# Turkey Brining



## carpdad (Oct 11, 2010)

Alton Brown, cooking channel, brine recipe. Reminding myself so looked and the video is there.


Apple cidar, brown sugar, bay leaves, garlic, rosemary, thyme.


We weren't turkey for thanksgiving family until this.:smile:


----------



## BigJim (Sep 2, 2008)

This is the brine I plan to use this year:

2 gallons water
1 1/2 cups canning salt*
3 tablespoons minced garlic
1 tablespoon ground black pepper
1/4 cup Worcestershire sauce
1/3 cup brown sugar

In a food-grade large bucket or container large enough to hold your turkey, mix together the water, salt, garlic, pepper, Worcestershire sauce and brown sugar. Store in a refrigerator, and soak turkey for 24 hours before smoking or roasting.
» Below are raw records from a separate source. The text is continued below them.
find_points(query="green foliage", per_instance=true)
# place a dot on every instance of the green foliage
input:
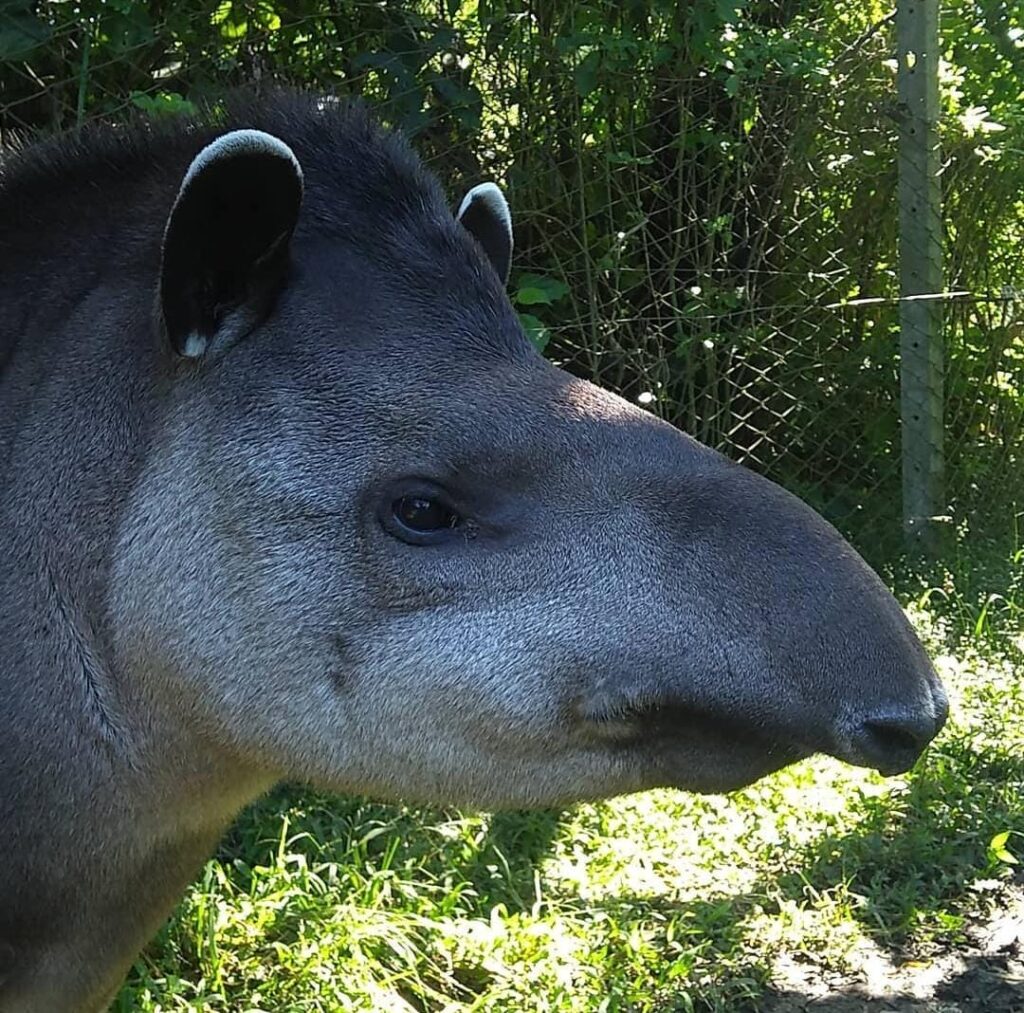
(706, 193)
(646, 903)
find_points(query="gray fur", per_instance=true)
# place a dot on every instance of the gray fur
(202, 596)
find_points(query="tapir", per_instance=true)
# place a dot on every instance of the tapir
(286, 493)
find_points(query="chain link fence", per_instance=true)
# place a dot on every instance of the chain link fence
(706, 200)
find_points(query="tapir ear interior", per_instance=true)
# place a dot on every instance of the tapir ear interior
(484, 213)
(226, 242)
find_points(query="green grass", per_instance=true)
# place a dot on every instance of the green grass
(660, 901)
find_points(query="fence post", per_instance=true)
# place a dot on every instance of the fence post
(921, 270)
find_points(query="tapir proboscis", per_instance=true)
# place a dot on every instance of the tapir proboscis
(287, 494)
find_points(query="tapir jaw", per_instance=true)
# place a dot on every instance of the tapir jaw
(700, 749)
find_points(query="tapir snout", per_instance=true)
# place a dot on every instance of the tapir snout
(798, 648)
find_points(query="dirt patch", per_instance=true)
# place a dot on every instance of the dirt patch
(984, 974)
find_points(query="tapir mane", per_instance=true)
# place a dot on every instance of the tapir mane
(364, 183)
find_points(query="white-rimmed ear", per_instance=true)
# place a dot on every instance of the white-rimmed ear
(226, 240)
(484, 213)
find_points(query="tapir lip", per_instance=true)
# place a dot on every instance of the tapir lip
(669, 735)
(670, 739)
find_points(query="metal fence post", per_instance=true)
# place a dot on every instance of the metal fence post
(921, 270)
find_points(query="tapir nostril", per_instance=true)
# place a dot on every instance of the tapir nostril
(891, 743)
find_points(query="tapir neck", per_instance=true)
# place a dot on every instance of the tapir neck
(108, 804)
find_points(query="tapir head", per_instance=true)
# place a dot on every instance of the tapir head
(381, 544)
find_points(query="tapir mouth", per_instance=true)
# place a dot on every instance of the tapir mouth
(700, 749)
(693, 748)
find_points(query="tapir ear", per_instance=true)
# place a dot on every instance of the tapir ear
(484, 213)
(226, 241)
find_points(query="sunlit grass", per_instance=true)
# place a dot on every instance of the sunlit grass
(652, 902)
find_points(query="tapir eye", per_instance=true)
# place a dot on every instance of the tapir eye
(418, 516)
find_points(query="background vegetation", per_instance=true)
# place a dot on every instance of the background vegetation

I plan to use a brining bag, but I am not smoking a whole turkey, just two large breast and 11 turkey legs.


----------



## SeniorSitizen (Sep 10, 2012)

To brine a whole large turkey our son-in-law brines a large ice chest.


----------



## John Smith_inFL (Jun 15, 2018)

I just put my 15 pounder in the cooler this morning. . . . . (2 gallons of water).
put a whole bunch of "stuff" in a pan of hot water to steep awhile.
ie: sliced fresh Florida Oranges, half an onion, handful of smashed garlic,
kosher salt, brown sugar, bay leaves, fresh rosemary, worcestershire sauce, lime juice, 
1/4 cup liquid smoke, ground black pepper, white pepper corns,yada yada yada.
that will soak in the cooler until tomorrow (24 hours). (adding ice as required
to the outside of the plastic bag so as not to dilute the brine water on the inside).
dry with a towel, slather with butter, massage in a dry rub , bake in oven for a few hours. . . . 
I don't cook turkey "just for" Thanksgiving, I cook it when it goes on sale 
just because I LIKE IT !!!

Happy Thanksgiving to all !! (and be SAFE if you are going to deep fry your bird)

.

.


----------